If the pursuit of perfection in your career is holding you back, it’s time to shift gears and chose bravery instead, says Reshma Saujani, CEO and founder of Girls Who Code and the author of “Brave, Not Perfect.”
Saujani says women suffer the consequences of striving for perfection because it starts from a young age and follows them into their careers.
“I think that we raise our girls to be perfect and we raise our boys to be brave,” she says. “And this is why women will apply for a job if they meet only 100% of qualifications, and men just 60%.”
Saujani says men are taught to embrace failure and try again, where as women fear failure and give up on their ideas.
“Women pursuing perfection are missing opportunities because they think they’re hard work or may not work out and then they let their great ideas die on the vine,” she says. “Men have so much belief in themselves and they have enjoyment in the process of failure,” she says.
And the pursuit of perfection is not making women happy, she says. For Saujani, her wake-up call came after years of striving for perfection and feeling like she was constantly coming up short.
“I thought that I would be perfect if I went to all the right schools and worked at all the right places and then I would be happy,” she says. “I woke up at age 33 literally on my floor because I was working in a job in finance that I absolutely hated and I knew what was going to make me happy and I wasn't living that life.”
Saujani decided to focus on being brave instead, something that has helped her achieve her goals and grow a successful business, Girls Who Code. She started the nonprofit after quitting her job and losing a bid for public office. While those failures hurt, they didn’t hold her back, she says.

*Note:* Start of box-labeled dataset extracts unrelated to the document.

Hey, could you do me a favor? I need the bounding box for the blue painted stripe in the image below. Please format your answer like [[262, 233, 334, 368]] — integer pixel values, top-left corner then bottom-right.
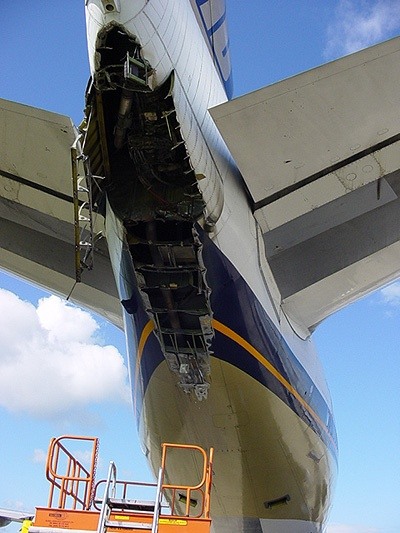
[[127, 228, 337, 457]]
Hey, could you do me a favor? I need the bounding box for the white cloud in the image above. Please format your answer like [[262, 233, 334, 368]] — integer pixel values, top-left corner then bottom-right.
[[326, 524, 380, 533], [380, 281, 400, 307], [0, 289, 129, 418], [325, 0, 400, 59]]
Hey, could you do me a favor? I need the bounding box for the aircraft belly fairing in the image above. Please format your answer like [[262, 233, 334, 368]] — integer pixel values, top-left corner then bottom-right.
[[6, 0, 400, 533]]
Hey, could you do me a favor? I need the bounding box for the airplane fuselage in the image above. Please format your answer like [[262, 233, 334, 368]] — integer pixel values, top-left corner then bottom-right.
[[86, 0, 337, 533]]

“When I lost my race for Congress I felt like, ‘Wow I didn't die,’ and then I did another thing and another thing and another thing that was scary,” she says. “You're going to fall on and off the wagon, but you have to go back to it.”
Saujani says women need to practice imperfection in order to get more comfortable with it. For example, she recommends sending out an email with a typo on it on purpose, to see that the reaction will not be as bad as you might fear.
She also says women should do something they’re not good at and surround themselves with rejection and failure.
“I don't know a woman out there who does something that she sucks at—we do the things we're good at even if we don’t like them,” she says. “I surround myself with rejection because it stops making it less personal for me and helps me actually build my resilience.”